By the time I got her to school the next day, I hit the button on the dash and the text glared back at me, “12 miles til empty”.

I knew I was low, but seeing it there in glowing red letters, kinda brought home the urgency of the situation. I refilled the tank, and breathed easier the rest of the day.

I am a busy person. And I only get busier with more obligations the older I get and the more involved my child becomes with her own life. Sometimes I don’t see just how low my own tank is getting until it becomes too obvious to ignore.

About a month ago, I looked over the available vacation time I have and decided to take a few days near Memorial Day. A 5 day weekend.

So here it is: Day 2 of my days off. I’m not at the beach or in the mountains or at Disney World. No, I am sitting on my patio. Listening to the birds, the breeze, my windchimes. I’m refilling my tank.

I’m writing this post. I’m refilling my tank.

I’m reading other blog posts. I’m having some quiet time. I’m going to spend the day with my family. I’m refilling my tank.

Yesterday, I had the most wonderful conversation with someone that I am still getting to know and every time we talk,I love her more. She inspires me, encourages my writing and the goals I have for my creative side. It refilled my tank.

This world, especially the “have tos” in life, will drain you of everything. Motivation, optimism, peace. I love that I am recognizing, more and more, the little things that refresh me.

I recently started getting up about an hour earlier than I used to.

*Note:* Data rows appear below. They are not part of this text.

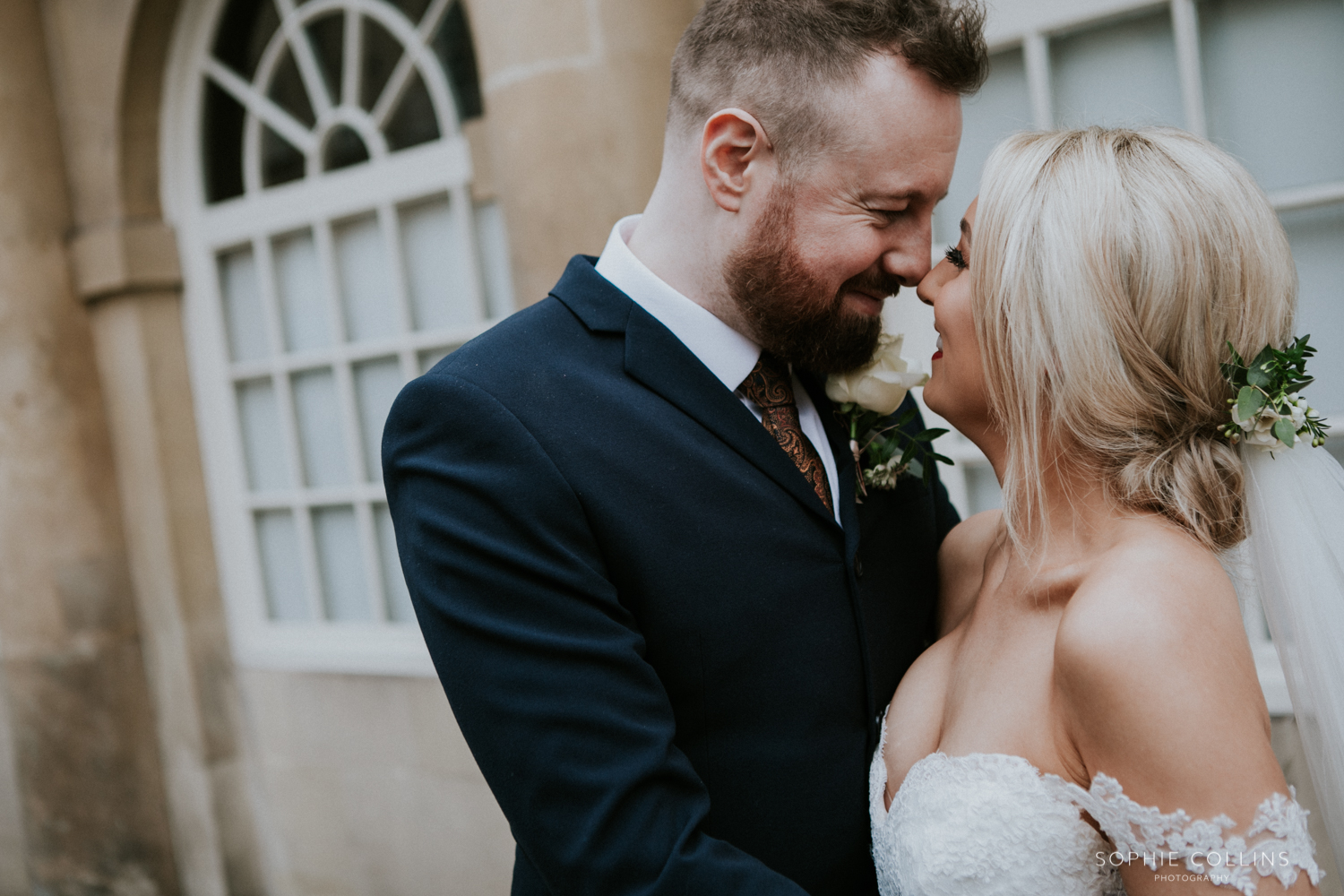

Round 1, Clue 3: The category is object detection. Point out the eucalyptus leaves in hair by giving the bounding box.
[970,127,1297,549]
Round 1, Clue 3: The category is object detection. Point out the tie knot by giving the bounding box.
[738,352,795,407]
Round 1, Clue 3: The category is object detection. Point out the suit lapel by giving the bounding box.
[551,255,839,529]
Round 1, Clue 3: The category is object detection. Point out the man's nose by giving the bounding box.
[882,220,933,288]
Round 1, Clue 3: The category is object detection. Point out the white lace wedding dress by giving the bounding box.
[868,720,1322,896]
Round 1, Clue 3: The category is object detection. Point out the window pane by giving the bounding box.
[401,196,483,331]
[220,247,271,361]
[359,17,402,110]
[476,202,513,320]
[435,0,486,121]
[237,379,293,492]
[314,506,374,622]
[308,12,346,105]
[1282,205,1344,421]
[1050,6,1185,127]
[355,358,402,482]
[336,215,401,341]
[374,504,416,622]
[266,48,317,127]
[935,49,1032,246]
[293,368,351,487]
[255,511,311,621]
[274,229,332,352]
[1199,0,1344,189]
[384,71,438,151]
[261,125,308,186]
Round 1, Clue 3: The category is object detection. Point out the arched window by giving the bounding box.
[164,0,513,672]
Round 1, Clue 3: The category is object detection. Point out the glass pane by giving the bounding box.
[1050,6,1185,127]
[359,17,402,110]
[220,247,271,361]
[435,0,486,121]
[392,0,429,24]
[374,504,416,622]
[201,81,247,202]
[266,49,317,127]
[261,125,308,186]
[383,71,438,151]
[935,49,1032,248]
[271,229,333,352]
[401,196,483,331]
[314,506,374,622]
[308,12,346,105]
[335,215,401,341]
[1199,0,1344,189]
[323,125,368,170]
[355,358,402,482]
[214,0,280,81]
[476,202,513,320]
[255,511,312,621]
[1282,205,1344,421]
[419,345,457,374]
[237,377,293,492]
[292,368,351,487]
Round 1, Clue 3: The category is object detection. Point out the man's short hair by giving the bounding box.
[668,0,989,161]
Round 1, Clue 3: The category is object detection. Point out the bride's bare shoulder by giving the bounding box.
[938,511,1003,637]
[1054,521,1287,820]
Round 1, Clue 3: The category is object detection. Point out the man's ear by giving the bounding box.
[701,108,774,212]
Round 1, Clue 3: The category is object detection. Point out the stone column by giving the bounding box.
[0,0,179,896]
[468,0,701,306]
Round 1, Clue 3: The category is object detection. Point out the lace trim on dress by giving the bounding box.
[1046,774,1322,896]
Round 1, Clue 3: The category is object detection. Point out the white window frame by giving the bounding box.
[926,0,1344,715]
[161,0,513,676]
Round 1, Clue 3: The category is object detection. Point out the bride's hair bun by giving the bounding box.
[970,127,1297,549]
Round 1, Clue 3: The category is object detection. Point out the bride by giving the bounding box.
[873,127,1344,896]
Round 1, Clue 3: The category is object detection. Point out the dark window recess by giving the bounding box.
[201,81,246,202]
[383,71,440,151]
[392,0,429,24]
[359,16,402,111]
[323,125,368,170]
[435,0,486,121]
[266,48,317,127]
[308,12,346,105]
[214,0,280,81]
[261,125,308,186]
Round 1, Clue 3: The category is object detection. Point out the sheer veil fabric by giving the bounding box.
[1234,444,1344,856]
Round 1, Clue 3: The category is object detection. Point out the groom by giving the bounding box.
[383,0,986,896]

I enjoy my solitude for a while before I go and give myself to my life for the day. It’s a daily refilling that I have come to realize is necessary for me to battle the demons of anxiety and stress that fatigue me.

My mom is reading this book about decluttering one’s life. And basically, the object is to do your best to only surround yourself with things that bring you joy. Obviously we can’t control everything, but if I can have more of the activities in my life that refill my tank than drain it, well, the result is obvious, isn’t it? Joy.

So much of life is about the choices we make. I used to stress about them all. Now, I don’t. I write. I get up early and drink in the sunrise. I dye my hair a fabulous shade of red. I wear shorts even though I’m not at my goal weight. I clean the house when I bloody well feel like it. I stay up for one more episode of our show with my daughter.

I refill my tank.

I recently recognized and allowed to sink in, the very strong need I have for control. Over all kinds of things. It is unhealthy. It dictates my life in such a way that I feel miserable if I feel as though I’m not in control of more things than I am not. And so I’m learning a new balance. Learning that the “need to do” list is actually very different from what I thought. Yes, I have responsibilities. Even as I write this, there is housework that *needs* to be done. And I will get to it. Eventually. For now, I am choosing the thing that will refill my tank.

The obligations, the responsibilities of life are always there, always will be. This day, this moment will not be.

I am choosing to refill my tank for the next 4 days. It will be depleted within my first day back to work with a week full of “have tos”.

I was 12 miles til empty on Wednesday. The needle is rising again.